De nuevo descansó en la misma choza en la que había dormido el día anterior, aunque esta vez fue más cortés con los dueños, que lo habían recibido con un guiso de judías pintas y cochino. Como ya no tenía nadie a quien matar, durmió las horas justas y marchó cuando aún era de día, deslumbrado por un sol al que no tenía costumbre.

Llegó al campamento cuando ya llevaban todos unas horas durmiendo. Con los ánimos bajos y el pecho oprimido, descartó ir a su tienda a descansar. Más bien enfiló, con pasos callados, el mismo camino que había hecho para hablar con el caudillo, buscando un lugar cerca de la ribera para sentarse a fumar lo poco que le quedara de la mezcla de hierbas. Sólo los chillidos de una lechuza lejana y los grillos eran capaces de romper el silencio de la noche.

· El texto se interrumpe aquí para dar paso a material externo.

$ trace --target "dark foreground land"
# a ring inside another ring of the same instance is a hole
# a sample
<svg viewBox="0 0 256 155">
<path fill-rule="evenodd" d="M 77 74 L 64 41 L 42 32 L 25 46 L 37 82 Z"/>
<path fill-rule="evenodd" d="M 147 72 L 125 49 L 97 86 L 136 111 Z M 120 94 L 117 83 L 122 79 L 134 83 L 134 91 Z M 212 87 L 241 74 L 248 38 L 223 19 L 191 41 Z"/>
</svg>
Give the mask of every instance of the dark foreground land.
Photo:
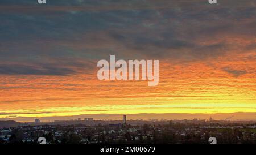
<svg viewBox="0 0 256 155">
<path fill-rule="evenodd" d="M 210 137 L 217 143 L 256 144 L 256 123 L 253 122 L 121 122 L 22 124 L 0 129 L 0 144 L 38 143 L 40 137 L 48 144 L 209 144 Z"/>
</svg>

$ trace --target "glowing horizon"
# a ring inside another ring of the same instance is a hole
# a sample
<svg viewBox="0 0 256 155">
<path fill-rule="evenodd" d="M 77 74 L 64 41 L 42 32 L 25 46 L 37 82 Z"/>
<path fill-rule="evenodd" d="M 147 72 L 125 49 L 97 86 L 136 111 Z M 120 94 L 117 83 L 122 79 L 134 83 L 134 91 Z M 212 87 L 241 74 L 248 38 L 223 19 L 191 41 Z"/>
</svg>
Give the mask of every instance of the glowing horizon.
<svg viewBox="0 0 256 155">
<path fill-rule="evenodd" d="M 0 2 L 0 120 L 256 112 L 253 1 L 34 1 Z M 98 80 L 111 54 L 159 59 L 158 85 Z"/>
</svg>

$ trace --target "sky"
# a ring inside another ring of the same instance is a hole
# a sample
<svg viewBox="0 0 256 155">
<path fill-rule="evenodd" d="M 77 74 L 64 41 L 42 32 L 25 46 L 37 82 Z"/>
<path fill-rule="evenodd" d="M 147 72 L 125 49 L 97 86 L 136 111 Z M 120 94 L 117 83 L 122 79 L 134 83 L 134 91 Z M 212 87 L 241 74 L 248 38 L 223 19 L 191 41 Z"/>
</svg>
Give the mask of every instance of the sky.
<svg viewBox="0 0 256 155">
<path fill-rule="evenodd" d="M 255 1 L 0 1 L 0 120 L 256 112 Z M 98 80 L 110 55 L 158 85 Z"/>
</svg>

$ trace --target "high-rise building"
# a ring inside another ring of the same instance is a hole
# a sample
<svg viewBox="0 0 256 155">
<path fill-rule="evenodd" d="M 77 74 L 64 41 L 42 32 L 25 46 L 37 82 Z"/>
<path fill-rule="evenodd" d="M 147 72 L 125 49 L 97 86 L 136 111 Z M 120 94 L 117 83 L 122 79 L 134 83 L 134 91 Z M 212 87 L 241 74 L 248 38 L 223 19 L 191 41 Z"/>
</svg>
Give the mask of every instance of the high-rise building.
<svg viewBox="0 0 256 155">
<path fill-rule="evenodd" d="M 38 118 L 35 119 L 35 123 L 40 123 L 40 120 Z"/>
<path fill-rule="evenodd" d="M 126 124 L 126 115 L 123 115 L 123 124 Z"/>
</svg>

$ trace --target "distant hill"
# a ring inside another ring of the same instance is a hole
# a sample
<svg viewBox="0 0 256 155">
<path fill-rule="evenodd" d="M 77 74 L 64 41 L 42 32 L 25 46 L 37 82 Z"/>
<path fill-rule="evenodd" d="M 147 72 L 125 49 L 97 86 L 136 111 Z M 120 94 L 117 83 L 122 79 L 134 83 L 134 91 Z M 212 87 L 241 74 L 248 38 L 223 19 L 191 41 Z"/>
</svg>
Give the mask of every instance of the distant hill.
<svg viewBox="0 0 256 155">
<path fill-rule="evenodd" d="M 18 127 L 22 123 L 17 122 L 14 120 L 0 121 L 0 128 L 4 127 Z"/>
</svg>

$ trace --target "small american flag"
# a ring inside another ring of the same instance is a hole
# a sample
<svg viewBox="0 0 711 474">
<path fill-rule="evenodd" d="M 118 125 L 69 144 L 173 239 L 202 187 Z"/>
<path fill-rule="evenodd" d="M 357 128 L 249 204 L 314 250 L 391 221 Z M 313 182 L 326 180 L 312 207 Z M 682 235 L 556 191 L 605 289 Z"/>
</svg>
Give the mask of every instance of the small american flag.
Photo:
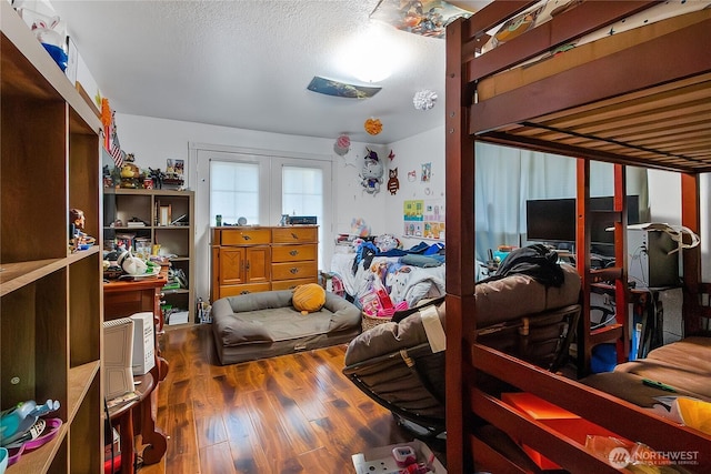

Sentado ahora con las piernas cruzadas, aspirando el humo y llenándose de los olores de la ribera, Marral empezaba a darse cuenta de que la opresión en el pecho era algo que quería salir. No sólo era haber matado a su primo lo que le disgustaba, sino depender durante tanto tiempo de los caprichos de un cacique que se sentía ultrajado con tanta facilidad como para regar de sangre todo el Bal Bartán. Su máscara familiar había dejado de ser la del feral gato para convertirse en un cambuj de sumisión, que mezclaba su respeto por las vedas del pueblo arma y sus obligaciones hacia el Ponzoñero, un grillete de cobre. ¿Y cuánto tiempo más podría estar así, viviendo con las garras embutidas y el sable en el cinto, peregrinando como un trocalume de lugar en lugar y matando a todo el que dijera que no al caudillo? ¿Qué pensarían sus máscaras mayores de la servidumbre al mediarma sanguinolento?

Acalorado, porque la noche se hacía cada vez más asfixiante, se quitó la blusa y la colocó a su espalda, aprovechando para ahora tumbarse sobre ella.